O secretário reconhece que há estradas de terra no município, mas o foco não são os carros que voltam de sítios ou fazendas. Para ele, é fácil diferenciar a poeira comum do minério, pela cor. “O pó do minério vira uma lama preta agarrada nos carros e os veículos que trabalham nas mineradoras são frotas identificadas”, disse.
Sem autorização
A Guarda Municipal de Congonhas, incluída na operação, não pode aplicar multas, função que caberia à Polícia Militar. Segundo o secretário, a prefeitura está municipalizando o trânsito e em dois meses os agentes terão autorização para multar. “A Polícia Militar nos informou que a Central de Operações deles, em Belo Horizonte, ainda não respondeu qual o exato enquadramento que essas multas vão ter”, acrescentou. Ele observa que o Código de Trânsito Brasileiro dá a prerrogativa ao município de gerenciar o uso das suas vias.

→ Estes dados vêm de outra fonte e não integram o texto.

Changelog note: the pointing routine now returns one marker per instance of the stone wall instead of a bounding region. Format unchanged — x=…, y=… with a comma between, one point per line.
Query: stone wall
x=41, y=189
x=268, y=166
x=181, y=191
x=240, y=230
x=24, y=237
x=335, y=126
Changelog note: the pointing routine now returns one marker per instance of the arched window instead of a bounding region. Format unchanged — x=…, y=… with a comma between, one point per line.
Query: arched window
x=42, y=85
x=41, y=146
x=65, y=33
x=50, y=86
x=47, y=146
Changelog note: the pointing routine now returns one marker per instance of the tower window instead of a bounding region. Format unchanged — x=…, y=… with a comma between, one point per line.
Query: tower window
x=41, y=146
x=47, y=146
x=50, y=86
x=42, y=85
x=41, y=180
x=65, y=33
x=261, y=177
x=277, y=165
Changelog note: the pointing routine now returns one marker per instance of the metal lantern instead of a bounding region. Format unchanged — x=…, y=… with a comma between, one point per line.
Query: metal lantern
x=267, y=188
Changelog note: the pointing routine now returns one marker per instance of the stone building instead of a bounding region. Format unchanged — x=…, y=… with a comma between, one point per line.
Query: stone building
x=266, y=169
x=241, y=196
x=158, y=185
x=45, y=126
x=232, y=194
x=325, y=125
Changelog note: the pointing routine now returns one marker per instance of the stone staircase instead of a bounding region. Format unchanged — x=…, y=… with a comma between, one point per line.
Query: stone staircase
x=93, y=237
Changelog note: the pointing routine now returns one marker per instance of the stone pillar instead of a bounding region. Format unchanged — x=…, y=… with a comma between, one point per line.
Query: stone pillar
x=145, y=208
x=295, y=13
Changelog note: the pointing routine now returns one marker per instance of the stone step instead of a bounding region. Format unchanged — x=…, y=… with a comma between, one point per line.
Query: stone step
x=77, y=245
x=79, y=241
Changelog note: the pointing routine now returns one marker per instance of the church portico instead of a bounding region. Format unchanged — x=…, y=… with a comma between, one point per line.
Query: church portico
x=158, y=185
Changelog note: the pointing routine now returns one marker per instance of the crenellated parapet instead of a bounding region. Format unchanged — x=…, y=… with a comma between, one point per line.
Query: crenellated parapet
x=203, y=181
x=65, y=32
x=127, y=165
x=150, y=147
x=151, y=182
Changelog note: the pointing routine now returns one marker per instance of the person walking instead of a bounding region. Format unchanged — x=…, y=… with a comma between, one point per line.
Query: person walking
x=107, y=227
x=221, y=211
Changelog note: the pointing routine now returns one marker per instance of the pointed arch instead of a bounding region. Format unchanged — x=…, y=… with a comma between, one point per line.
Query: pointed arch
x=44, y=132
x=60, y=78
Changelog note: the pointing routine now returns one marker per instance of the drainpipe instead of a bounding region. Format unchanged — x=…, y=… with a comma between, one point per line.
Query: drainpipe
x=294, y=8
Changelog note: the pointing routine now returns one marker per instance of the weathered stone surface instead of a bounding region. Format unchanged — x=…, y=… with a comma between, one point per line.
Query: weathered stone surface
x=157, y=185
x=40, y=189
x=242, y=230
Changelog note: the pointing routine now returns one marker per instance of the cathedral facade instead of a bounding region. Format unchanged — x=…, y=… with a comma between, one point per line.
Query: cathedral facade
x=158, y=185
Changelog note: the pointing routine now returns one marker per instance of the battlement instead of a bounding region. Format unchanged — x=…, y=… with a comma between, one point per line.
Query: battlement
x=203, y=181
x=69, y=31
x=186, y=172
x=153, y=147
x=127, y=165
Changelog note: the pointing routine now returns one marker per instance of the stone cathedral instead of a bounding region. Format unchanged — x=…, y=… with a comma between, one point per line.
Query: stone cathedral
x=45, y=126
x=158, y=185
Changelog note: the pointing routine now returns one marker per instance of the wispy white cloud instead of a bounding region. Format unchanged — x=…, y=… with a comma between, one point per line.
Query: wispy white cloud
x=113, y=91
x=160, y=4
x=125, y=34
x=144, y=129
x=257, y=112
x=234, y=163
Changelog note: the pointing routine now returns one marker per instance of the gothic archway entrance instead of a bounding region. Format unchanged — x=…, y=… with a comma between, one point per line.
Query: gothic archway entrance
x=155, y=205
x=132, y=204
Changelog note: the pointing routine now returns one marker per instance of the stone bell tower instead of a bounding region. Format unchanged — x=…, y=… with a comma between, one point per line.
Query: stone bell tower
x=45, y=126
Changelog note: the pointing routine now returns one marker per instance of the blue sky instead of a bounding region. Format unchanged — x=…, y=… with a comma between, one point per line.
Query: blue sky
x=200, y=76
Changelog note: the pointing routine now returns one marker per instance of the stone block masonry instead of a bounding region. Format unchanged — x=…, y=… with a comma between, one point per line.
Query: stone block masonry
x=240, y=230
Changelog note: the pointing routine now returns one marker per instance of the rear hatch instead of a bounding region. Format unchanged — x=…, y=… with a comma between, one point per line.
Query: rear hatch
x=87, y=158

Além do transtorno causado à população, com a sujeira e o aspecto “enferrujado” de Congonhas – que ganhou o apelido de “cidade encardida”, segundo o secretário –, o turismo também é afetado pela poeira. Ele faz referência aos visitantes atraídos pelo tombamento do conjunto como Patrimônio da Humanidade. “A impressão é que a cidade é mal cuidada e afasta os turistas. A área central é varrida duas ou três vezes por dia e, diariamente, são retiradas até 5 toneladas de pó de minério das ruas. Aqui, o serviço de limpeza urbana não trabalha somente com vassouras, mas também com pá e enxada”, afirma.
Ele argumenta que o patrimônio histórico, como os 12 profetas feitos por Antônio Francisco Lisboa, o Aleijadinho, é um dos atingidos pelo acúmulo de minério. “Há uma série de estudos que tratam do problema que esse pó de minério pode acarretar às estátuas que ficam ao ar livre”, alerta o secretário. O pó também é apontado como agravante dos danos à saúde da população, principalmente em períodos secos, como agora. “Aumentam os casos de problemas respiratórios com crianças e pessoas idosas”, disse.
Os veículos das mineradoras, segundo o secretário, vão para a cidade com até 6 centímetros de espessura de crosta de terra. “Eles passam por quebra-molas e ruas de calçamento, deixando os dejetos ao longo da via”, acusou. Há legislação nacional que obriga as mineradoras a manter as vias internas das minas molhadas, para diminuir a poeira. “Agora, elas precisam instalar os lava-rodas. O veículo transitando molhado dentro da mina fica muito sujo. A gente considera que é uma obrigação das empresas mineradoras não permitiu que seus veículos que transitam internamente tragam essa sujeira para dentro da cidade”, cobra o Scliar.
Legislação se aseou no CTB
O tenente Cláudio Corrêa Armond, da 12ª Companhia do 31º Batalhão da PM, afirma que a polícia busca um enquadramento para esse tipo de infração. “Consultamos a nossa diretoria de meio ambiente e trânsito, que é especializada nesse assunto. Tão logo a gente tenha uma resposta, vamos começar as autuações de trânsito”, disse o militar. Ele reconhece a existência de regulamentação do município para legislar sobre o trânsito, mas observa que o CTB não faz referência a veículos sujos.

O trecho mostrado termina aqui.